L'utopie populiste

Olivier MAULINI
Université de Genève
Faculté de psychologie et des sciences de l'éducation

17 juin 2005

Texte paru dans l'Educateur (n°7), rubrique Sacré Charlemagne (L'école, idée folle ?).


 

« Laxiste et paresseuse ; égarée et renégate ; instable, irresponsable, exécrable, bref : nulle. » Pour sauver l’école, le populiste commence par l’incendier. Et il dit ensuite que vous êtes illuminé.

Qu’est-ce que le populisme ? Pour les politologues, c’est un ensemble de « schèmes idéologiques », de « propositions simples (voire simplistes) » consistant à prendre le parti du peuple, moitié en le suivant, moitié en le manoeuvrant. Le tribun populiste est un pompier pyromane : il met le feu aux poudres pour mieux vendre sa lance à eau. D’abord, il dramatise la situation, attise les peurs, dénonce pêle-mêle la baisse de niveau, la décadence, la fin de la civilisation ; et quand l’angoisse se met à monter, quand on cherche l’homme providentiel qui remettra de l’ordre dans la nation, il brandit les sondages en disant « Vous voyez, c’est moi le porte-parole des inquiets ! » Il revendique la solution parce que lui seul est en phase avec la population.

C’est ici que tout se joue. En démocratie, le peuple a toujours le dernier mot. Mais il l’a justement au bout de la discussion, de l’examen des faits, de l’échange raisonné des meilleurs arguments. Le populiste précède le mouvement : il flatte l’électeur et lui donne immédiatement raison. « Pourquoi tant attendre puisque je parle déjà au nom des gens ? » Ce schéma peut tronquer n’importe quel débat : moins d’immigration réduira le racisme et l’exclusion ; moins d’Etat, l’égoïsme et l’impopularité de l’impôt ; moins de réformes, le repli sur soi et le rejet des innovations. Bref, persuader le peuple, c’est prévenir ses réactions. Si vous essayez d’objecter, de suggérer que la majorité peut se tromper, vous êtes accusé de l’embrouiller ou – c’est pire – de la prendre de haut. C’est la force de la démagogie, forme voilée du mépris : traiter d’arrogants ceux qui jugent que le respect d’autrui consiste à débattre plutôt qu’à lui dire tout de suite oui.

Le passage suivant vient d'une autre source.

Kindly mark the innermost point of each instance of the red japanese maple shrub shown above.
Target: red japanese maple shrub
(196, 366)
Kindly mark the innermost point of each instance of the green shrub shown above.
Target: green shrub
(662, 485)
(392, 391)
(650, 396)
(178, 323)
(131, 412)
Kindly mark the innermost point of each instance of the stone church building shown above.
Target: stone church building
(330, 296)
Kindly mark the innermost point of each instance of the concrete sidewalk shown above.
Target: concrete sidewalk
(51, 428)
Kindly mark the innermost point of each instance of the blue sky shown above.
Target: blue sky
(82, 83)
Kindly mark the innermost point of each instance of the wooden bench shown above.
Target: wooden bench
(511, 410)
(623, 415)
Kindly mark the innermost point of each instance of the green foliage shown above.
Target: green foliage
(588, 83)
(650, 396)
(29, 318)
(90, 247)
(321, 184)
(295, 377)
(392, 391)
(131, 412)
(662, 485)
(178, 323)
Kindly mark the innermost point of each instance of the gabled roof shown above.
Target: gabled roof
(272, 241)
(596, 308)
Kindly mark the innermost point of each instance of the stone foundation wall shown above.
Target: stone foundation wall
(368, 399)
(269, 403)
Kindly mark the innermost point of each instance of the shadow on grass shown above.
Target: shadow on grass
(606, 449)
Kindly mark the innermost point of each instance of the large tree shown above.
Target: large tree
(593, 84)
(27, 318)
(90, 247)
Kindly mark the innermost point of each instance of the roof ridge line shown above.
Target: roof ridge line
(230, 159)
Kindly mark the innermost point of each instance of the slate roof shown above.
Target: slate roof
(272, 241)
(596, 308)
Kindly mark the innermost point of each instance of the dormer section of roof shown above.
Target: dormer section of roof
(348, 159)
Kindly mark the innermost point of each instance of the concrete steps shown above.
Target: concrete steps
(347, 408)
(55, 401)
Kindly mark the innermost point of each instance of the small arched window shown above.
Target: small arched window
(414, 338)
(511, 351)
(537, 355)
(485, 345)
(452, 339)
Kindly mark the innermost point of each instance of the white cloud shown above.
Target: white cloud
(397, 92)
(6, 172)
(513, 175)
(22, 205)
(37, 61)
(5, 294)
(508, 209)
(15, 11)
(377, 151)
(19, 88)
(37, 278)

L’école, elle aussi, peut subir ce court-circuit. PISA publie des classements qui devraient documenter la réflexion ; le populiste n’en a cure et va droit aux conclusions. Il ignore ou amalgame les faits pour fixer son syllogisme dans l’opinion : « les réformes inquiètent ; l’inquiétude est néfaste ; donc les réformes sont néfastes ». Vous dites que les Finlandais le sauraient : il change d’argument, ne parle plus de notes ni de redoublement mais de l’« isolement du pays », de son « goût de l’étude » et de son « taux d’immigration ». Vous rétorquez que Genève et Lausanne ont justement leurs soucis, qu’elles innovent par nécessité plutôt que par lubie : il retourne le raisonnement, oublie la sociologie et condamne une pédagogie dont se garderaient à juste titre les plus sages de nos cantons. L’école romande a bien trente ans d’âge, elle a renouvelé de concert ses méthodes de mathématiques et de français, mais une presse complaisante chante en chœur que les repères ont fichu le camp depuis que le groupe-sujet se peint en jaune et que l’on range les nombres dans des arbres de classement ! Les Fribourgeois seraient au courant, mais peu importe puisque ce qui compte est moins de distinguer le vrai du faux que de mélanger opportunément les causes et les effets. En Laponie, le calme permet le changement. En Helvétie, il justifie l’inaction. Cela laisse deux solutions : déménager Genève à Turku ou y transplanter le Moléson. Vous vous êtes utopistes : vous voulez modifier l’évaluation.

---

Taguieff, P.-A. (Ed.) (2004). Le retour du populisme. Un défi pour les démocraties européennes. Paris : Universalis.